Rodrigues is the second director to get ousted by the Board of County Commissioners since the beginning of the year. In early January, the three-member commission asked for the resignation of Tom Stuebner, who was the director of Thurston County Public Health and Social Services.
For many years, the board was controlled by Democrats, but that ended when Gary Edwards and John Hutchings were elected in November. Those two and incumbent Commissioner Bud Blake identify as independents and have vowed to bring sweeping changes to county government.
The commissioners “lost confidence in Mr. Rodrigues’ ability to lead the department of Public Defense, both financially and through personnel actions,” stated a news release issued late Tuesday.
Blake described Rodrigues as a “wonderful man,” but said the commission was unhappy with his leadership.
“Just from a standpoint of management of the department, we just saw things going toward a direction that caused the county a little bit of risk,” Blake told The Olympian on Wednesday. “Personnel actions within the department and some funding pieces there were not showing the greatest leadership, and we just wanted to kind of bring it to closure.”
Blake said many of those issues weren’t new, including a series of cost overruns that have spanned the past two or three years.
“Change has come about and new leadership and the board has distinctly decided to go with a new direction,” Blake said.
Rodrigues said his recollection is that his department was about $350,000 over budget in 2016. He said there was nearly a 25 percent increase in felony filings for the county during that time, including aggravated murder charges against two men that carried the death penalty.
Many of the cost overruns were due to payments to contracted attorneys and investigators because the county has only enough staff to handle about 55 percent of its cases, Rodrigues said.
“I’m a little bewildered that the expectation was for me to come in at the projected budget amount,” he said. “I have no control over what criminal cases get filed.”
Retired County Commissioners Cathy Wolfe and Sandra Romero said they believe the cost overruns were out of Rodrigues’ control.
“When you have a federal mandate that says everybody is entitled to an attorney, it depends so much on the rest of the system,” Romero said. “How can you know who the sheriff arrests?

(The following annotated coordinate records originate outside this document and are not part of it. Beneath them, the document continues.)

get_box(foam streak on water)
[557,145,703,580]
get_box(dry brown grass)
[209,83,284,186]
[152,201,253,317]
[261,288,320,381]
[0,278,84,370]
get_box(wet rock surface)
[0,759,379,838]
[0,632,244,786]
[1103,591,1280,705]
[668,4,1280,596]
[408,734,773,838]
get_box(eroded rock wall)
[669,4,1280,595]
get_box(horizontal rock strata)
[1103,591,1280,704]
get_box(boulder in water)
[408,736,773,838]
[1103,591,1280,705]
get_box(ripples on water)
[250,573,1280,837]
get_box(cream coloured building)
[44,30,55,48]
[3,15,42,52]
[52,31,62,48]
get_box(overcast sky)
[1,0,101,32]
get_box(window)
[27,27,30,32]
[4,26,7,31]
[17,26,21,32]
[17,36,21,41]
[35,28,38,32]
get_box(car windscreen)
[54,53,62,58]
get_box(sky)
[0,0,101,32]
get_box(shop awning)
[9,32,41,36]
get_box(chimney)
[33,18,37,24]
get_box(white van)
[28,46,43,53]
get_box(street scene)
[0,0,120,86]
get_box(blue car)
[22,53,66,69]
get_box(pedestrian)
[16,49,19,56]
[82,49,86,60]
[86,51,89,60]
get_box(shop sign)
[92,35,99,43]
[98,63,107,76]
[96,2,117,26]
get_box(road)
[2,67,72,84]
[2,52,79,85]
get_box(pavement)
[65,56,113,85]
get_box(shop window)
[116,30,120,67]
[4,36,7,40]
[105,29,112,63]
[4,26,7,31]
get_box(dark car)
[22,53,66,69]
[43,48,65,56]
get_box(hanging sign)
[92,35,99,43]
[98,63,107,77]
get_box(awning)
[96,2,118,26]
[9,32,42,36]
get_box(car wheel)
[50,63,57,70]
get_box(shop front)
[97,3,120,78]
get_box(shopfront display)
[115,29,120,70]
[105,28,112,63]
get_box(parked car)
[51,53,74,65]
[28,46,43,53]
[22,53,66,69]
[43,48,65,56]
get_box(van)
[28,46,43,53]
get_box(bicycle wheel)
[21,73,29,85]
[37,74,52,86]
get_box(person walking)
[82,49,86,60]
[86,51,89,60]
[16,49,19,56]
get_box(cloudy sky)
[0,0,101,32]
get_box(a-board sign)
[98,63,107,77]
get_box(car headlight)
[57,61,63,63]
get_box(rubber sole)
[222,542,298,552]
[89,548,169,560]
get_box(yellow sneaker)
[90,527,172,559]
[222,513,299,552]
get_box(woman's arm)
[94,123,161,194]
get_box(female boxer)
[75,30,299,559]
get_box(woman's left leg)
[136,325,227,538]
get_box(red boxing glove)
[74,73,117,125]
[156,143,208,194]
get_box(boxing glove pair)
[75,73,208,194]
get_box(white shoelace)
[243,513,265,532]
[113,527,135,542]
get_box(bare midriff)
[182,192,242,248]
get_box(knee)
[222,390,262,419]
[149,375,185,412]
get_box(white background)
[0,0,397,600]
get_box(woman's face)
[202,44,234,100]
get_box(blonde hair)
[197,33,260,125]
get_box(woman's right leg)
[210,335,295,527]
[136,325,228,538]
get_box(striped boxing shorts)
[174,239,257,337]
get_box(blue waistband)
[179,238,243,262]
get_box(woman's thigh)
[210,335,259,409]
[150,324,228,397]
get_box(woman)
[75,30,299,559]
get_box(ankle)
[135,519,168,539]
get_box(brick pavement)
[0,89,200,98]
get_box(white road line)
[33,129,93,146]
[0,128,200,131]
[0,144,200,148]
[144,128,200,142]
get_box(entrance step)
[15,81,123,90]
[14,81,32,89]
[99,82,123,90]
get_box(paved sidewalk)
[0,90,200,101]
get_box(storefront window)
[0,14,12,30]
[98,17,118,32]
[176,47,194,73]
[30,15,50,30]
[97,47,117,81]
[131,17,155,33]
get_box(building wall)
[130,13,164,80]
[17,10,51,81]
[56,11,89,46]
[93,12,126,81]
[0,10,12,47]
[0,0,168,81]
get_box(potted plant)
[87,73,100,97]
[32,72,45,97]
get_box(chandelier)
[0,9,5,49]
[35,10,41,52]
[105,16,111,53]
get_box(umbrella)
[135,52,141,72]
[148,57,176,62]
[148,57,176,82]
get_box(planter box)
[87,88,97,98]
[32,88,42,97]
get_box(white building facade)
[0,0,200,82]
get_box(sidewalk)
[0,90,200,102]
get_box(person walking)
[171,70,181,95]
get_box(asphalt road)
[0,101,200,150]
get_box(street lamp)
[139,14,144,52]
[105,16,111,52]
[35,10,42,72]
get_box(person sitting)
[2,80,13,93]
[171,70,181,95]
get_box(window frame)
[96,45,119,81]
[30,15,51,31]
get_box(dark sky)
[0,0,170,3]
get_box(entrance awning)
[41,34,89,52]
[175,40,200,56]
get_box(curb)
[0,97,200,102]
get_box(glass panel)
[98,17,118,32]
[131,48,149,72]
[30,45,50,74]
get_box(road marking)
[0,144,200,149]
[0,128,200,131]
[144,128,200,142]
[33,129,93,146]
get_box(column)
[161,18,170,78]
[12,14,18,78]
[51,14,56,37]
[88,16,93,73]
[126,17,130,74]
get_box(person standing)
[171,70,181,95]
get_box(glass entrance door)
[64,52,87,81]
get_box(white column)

Who the prosecutor prosecutes? … I think that’s a systemic problem.”
Wolfe said Rodrigues played a key role in the establishment of several county programs, including the mobile crisis unit and triage programs, and the county’s policy and ordinance against holding people solely on a detention request from U.S. Immigration and Customs Enforcement, or ICE.
“His vision is just incredible,” Wolfe said. “I think he was the greatest gift in Thurston County in terms of equal justice and improving the criminal justice system that I’ve seen in a long time, and I’m just devastated to see this happen.”
Rodrigues, who lives on Olympia’s west side, said he hopes to stay in the area. He said he enjoyed working for the county, and said he’ll remember it as a period in his life where he had “the right experience and the right skill set at the right time.”
“That — for any professional — is an incredibly rewarding experience,” he said.